KEŞAN’DA EĞİTİMİN DURUMU
Keşan’daki okulların durumu ile ilgili eleştirilerde şu ifadeleri kullandı: “Okullarda güvenlik görevlisi, yeteri derecede temizlik personeli, öğrencilerin ücretsiz temiz su içme ve ücretsiz ve sağlıklı öğle yemeği yeme imkânı, kalabalık olmayan sınıf, diğer okulların imam hatipler kadar ödeneği, laik bilimsel çağdaş kamusal ulusal karma eğitim yok. Servis ihaleleri yapılmadı.”
A-KEŞAN'DA OKULLARIN FİZİKSEL SORUNLARI VE İKİLİ EĞİTİM SİSTEMİ
2022 yılında çürük raporu verilen İnönü İlkokulu yıkılmış, ancak yenisinin yapımı için henüz somut bir adım atılmamıştır. İnönü İlkokulu öğrencileri, Atatürk Ortaokulu'na taşınmış ve o zamandan beri bu okulda ikili eğitim yapılmaktadır. Benzer şekilde, deprem dayanıklılığı olmayan Anafartalar İlkokulu da Raşit Efendi İlkokulu'na taşınmış ve burada da ikili eğitim devam etmektedir. Yaklaşık iki yıl önce boşaltılan Anafartalar İlkokulu binası ise hâlâ yıkılmamış ve yenilenme süreci başlamamıştır. 
Okulların açılmasına kısa bir süre kala Cumhuriyet Ortaokulu’nun boşaltılacağı ve öğrencilerinin Yusuf Çapraz Anadolu Lisesi’yle aynı binayı paylaşacağı duyulmuş, ancak resmi bir açıklama yapılmamıştır. 
- İkili eğitim tam gün yapılmıştır.
- Lise ve ortaokul öğrencileri aynı alanları mı paylaşacak?

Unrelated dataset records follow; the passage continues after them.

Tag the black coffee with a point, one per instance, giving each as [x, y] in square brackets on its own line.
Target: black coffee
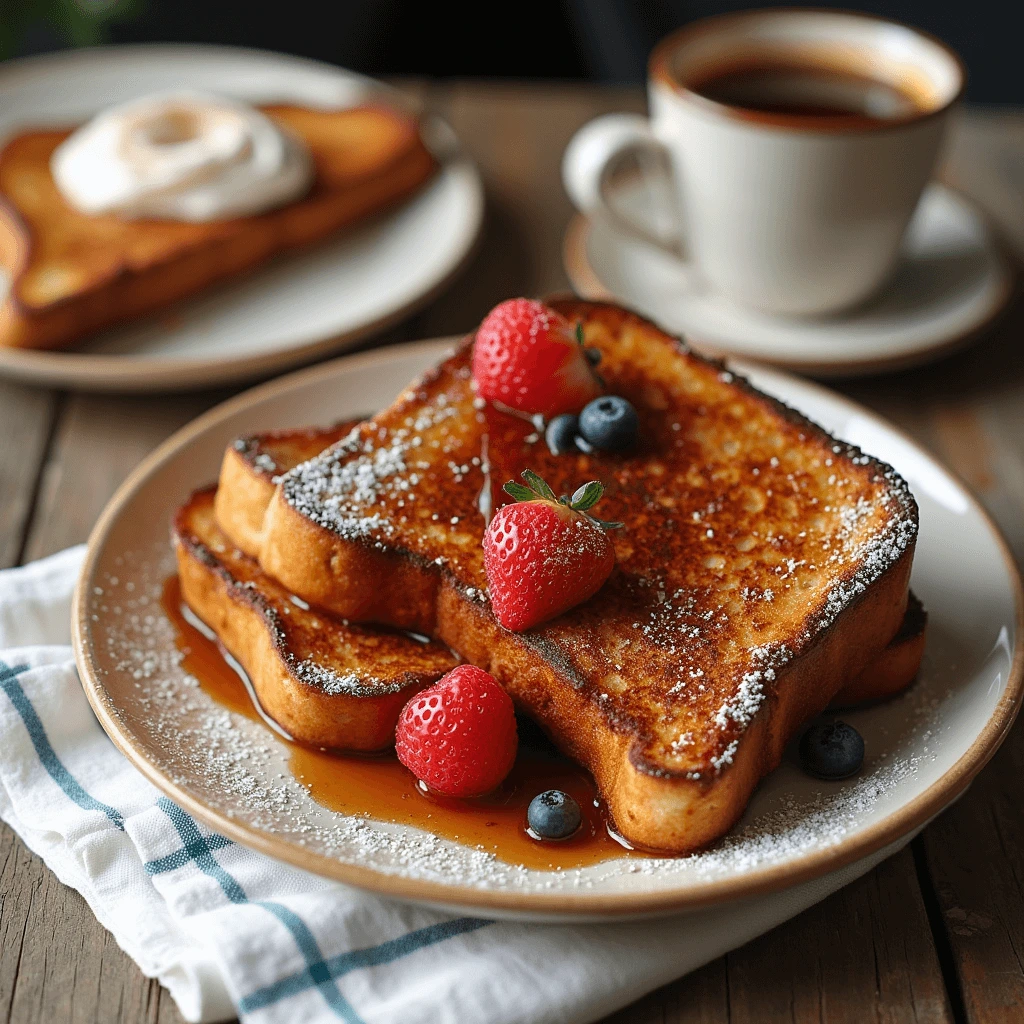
[767, 90]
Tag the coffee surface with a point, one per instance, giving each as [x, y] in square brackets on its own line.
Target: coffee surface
[772, 91]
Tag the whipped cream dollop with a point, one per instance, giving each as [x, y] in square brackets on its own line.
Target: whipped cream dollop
[181, 156]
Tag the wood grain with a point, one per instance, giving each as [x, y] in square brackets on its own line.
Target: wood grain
[26, 419]
[97, 441]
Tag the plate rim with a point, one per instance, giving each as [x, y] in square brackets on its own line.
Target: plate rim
[589, 285]
[120, 374]
[581, 906]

- Sınıf yetersizliği nedeniyle sınıflar birleştirilecek mi?
- Norm fazlası öğretmen durumu ortaya çıkacak mı?
- Okulun trafiği yoğun bir bölgede olması nedeniyle güvenlik önlemleri alınacak mı?
Keşan’da 2024-2025 eğitim-öğretim yılında 3 okul binasında 4 okulun ikili eğitime devam edeceği görünmektedir. Ancak yaz tatili sürecinde gerekli adımların atılmadığı ve bürokratik süreçlerin yavaş ilerlediği anlaşılıyor. Eğitimin niteliğini artırmak için okulların fiziksel donanımı büyük önem taşımaktadır, ancak mevcut koşulların bu ihtiyacı karşılayamadığı görülüyor.
B- TALEPLER VE ELEŞTİRİLER
- Boşaltılan okulların inşasına acilen başlanmalı
- Fen Lisesi’nin merkezde yer almasının olumlu ancak, önceliğin ikili eğitim yapan okullara verilmelidir
- 6-7 yaşındaki çocukların ikili öğretim nedeniyle erken saatlerde derse başlamasının ve geç saatlerde bitirmesinin öğrenciler için büyük bir yük oluşturmaktadır.
SONUÇ
CHP Keşan İlçe Başkanlığı, eleştirilerini şu ifadelerle sonlandırdı: “22 yıllık AKP iktidarı döneminde, eğitim sistemi Cumhuriyetin temel ilkelerinden uzaklaştırılmış ve bilimsel, laik eğitim anlayışı zedelenmiştir. Eğitimde liyakatsiz kadrolaşma, ideolojik baskılar ve yetersiz yatırımlar nedeniyle, ülkemizin eğitim kalitesi giderek düşmüştür. PISA 2022 sonuçları, Türkiye’nin OECD ülkelerinin ortalamasının altında kaldığını göstermektedir. Cumhuriyet Halk Partisi olarak, laik, bilimsel, kamusal ve erişilebilir bir eğitim için mücadelemize devam edeceğiz. Çocuklarımızın ve gençlerimizin üstün yararını gözeten, nitelikli bir eğitim sistemi inşa etmek için kararlıyız.”